Search code examples
node.jslong-polling

multi-client long poll handling with node


I am trying to create a node server that will notify long-polling clients when a file is updated on the server. However, I cannot seem to come up with the code to have the server recognize a change in the file and update any polling client that an update has been performed.

My source of confusion is rooted in the handling of timestamp, specifically, which timestamps I should be tracking. The clients just want to know if a file has changed. I don't think we should have to care about when a request comes in, i.e. we don't have to store the timestamp of the request in order to determine a change to the file. But, we would need to track in order to determine when to expire the request.

So, I'm thinking the server receives a request and immediately stores the timestamp of the target file. Then, every 10 seconds the server checks the stored timestamp against the timestamp of the file at the current time. If there's a difference, the file has been updated, and the server sends down a response to the client that indicates the file has changed. If the server does not see a change in the file after, say, 60 seconds, it sends a response down to the client to indicate that the client should initiate a new request.

Does the strategy above make sense? How does one handle the timestamp stuff efficiently? And, how does one handle multiple clients at the same time? And, how does one prevent the server from being overrun by multiple requests from the same client?


Solution

  • You need to be careful with what happens while the client is initiating the new request as the file may change during this time window.

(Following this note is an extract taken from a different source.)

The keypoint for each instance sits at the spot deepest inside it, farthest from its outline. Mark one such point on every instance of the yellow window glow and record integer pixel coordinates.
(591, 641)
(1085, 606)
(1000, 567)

    One way to take care of this would be for the client to first query the current file status:

    GET /file/timestamp
         -> Server returns the timestamp
    
    GET /file/update?after=[timestamp]
         -> Server checks whether the file has changed after the timestamp.
            If it has, the server sends the response immediately.
            Otherwise insert the client into a queue.
            You don't need to save the timestamp in the queue.
            If the server notices a change it notifies the clients.
    

    Now because of multiple clients the server shouldn't do the polling in the client request handler. Instead have a separate object that handles the polling.

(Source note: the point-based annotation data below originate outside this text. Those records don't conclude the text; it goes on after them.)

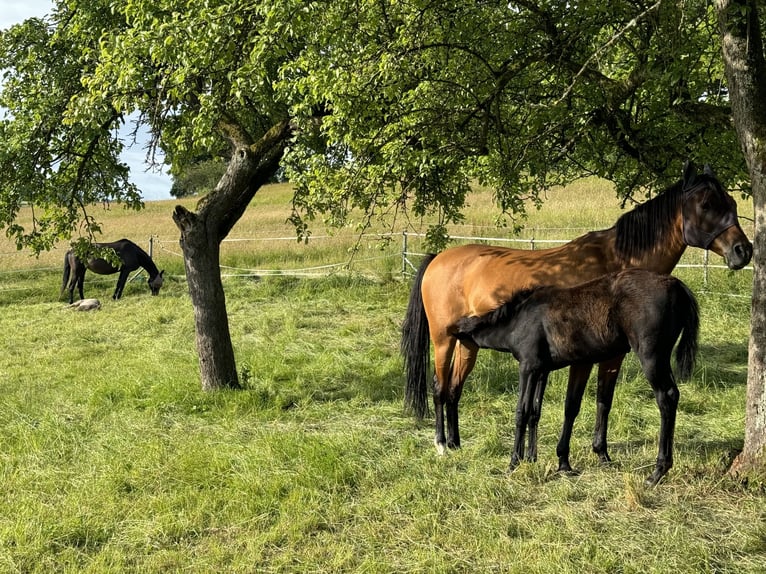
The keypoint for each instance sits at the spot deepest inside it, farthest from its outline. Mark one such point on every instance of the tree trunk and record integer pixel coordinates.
(215, 351)
(743, 56)
(201, 234)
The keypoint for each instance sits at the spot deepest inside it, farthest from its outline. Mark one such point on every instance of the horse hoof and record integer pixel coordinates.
(654, 479)
(604, 459)
(567, 470)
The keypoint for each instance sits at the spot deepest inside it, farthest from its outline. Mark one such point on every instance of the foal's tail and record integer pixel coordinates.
(415, 346)
(686, 352)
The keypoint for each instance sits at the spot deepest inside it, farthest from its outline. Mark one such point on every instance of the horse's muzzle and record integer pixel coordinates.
(739, 255)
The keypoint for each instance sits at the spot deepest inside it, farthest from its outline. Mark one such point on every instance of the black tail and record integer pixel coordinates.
(415, 346)
(686, 352)
(67, 271)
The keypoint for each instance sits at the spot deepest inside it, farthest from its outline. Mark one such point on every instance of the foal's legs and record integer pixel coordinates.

    Depending on whether you have one or more files that need to be watched, you might end up with a simple or complex implementation for this. In short though you'll probably want to wrap fs.watchFile in an EventEmitter so that changes to the file will emit change-events.

    A naive implementation would be:

    var watcher = new EventEmitter();
    
    // Get the initial status
    fs.lstat( 'test.file', function( err, stat ) {
        if( err ) return console.error( err );
        watcher.stat = stat;
    });
    
    // Start watching the file and emit an event whenever the file changes.
    fs.watchFile( 'test.file', function( curr, prev ) {
        console.log( 'File changed' );
        watcher.stat = curr;
        watcher.emit( 'change', curr );
    });
    

    With these in place your request handler will look like something along the lines of:

    var server = http.createServer( function( req, res ) {
    
        res.writeHead( 200, { 'Content-Type': 'text/html' });
    
        var timeout;
        var onChange = function( stat ) {
            // Prevent timeout from triggering
            clearTimeout( timeout );
    
            console.log( 'File changed at ' + stat.mtime );
            res.end(
                'Changed at ' + stat.mtime + '. ' +
                '<a href="?after=' + stat.mtime.getTime() + '">Poll again</a>' );
        };
    
        var after = url.parse( req.url ).query || '';
        after = after.split('=');
        console.dir( after );
        if( after.length < 2 || after[1] < watcher.stat.mtime.getTime() ) {
            console.log( 'Initial request or file changed before request' );
            return onChange( watcher.stat );
        }
    
        console.log( 'Polling request.' );
    
        watcher.once( 'change', onChange );
        timeout = setTimeout( function() {
            console.log( 'File not changed. Giving up.' );
            watcher.removeListener( 'change', onChange );
            res.end(
                'Unchanged! <a href="?after=' + after[1] + '">Poll again</a>' );
        }, 10000 );
    });
    

    And finally the "prevent the server from being overrun by multiple requests from the same client?" - you don't. Not if you want to guarantee this and still allow anonymous requests. You could try cookie-based exclusion but if your service allows anonymous requests the users can just stop sending cookies at which point it becomes really difficult to identify requests from the same browser.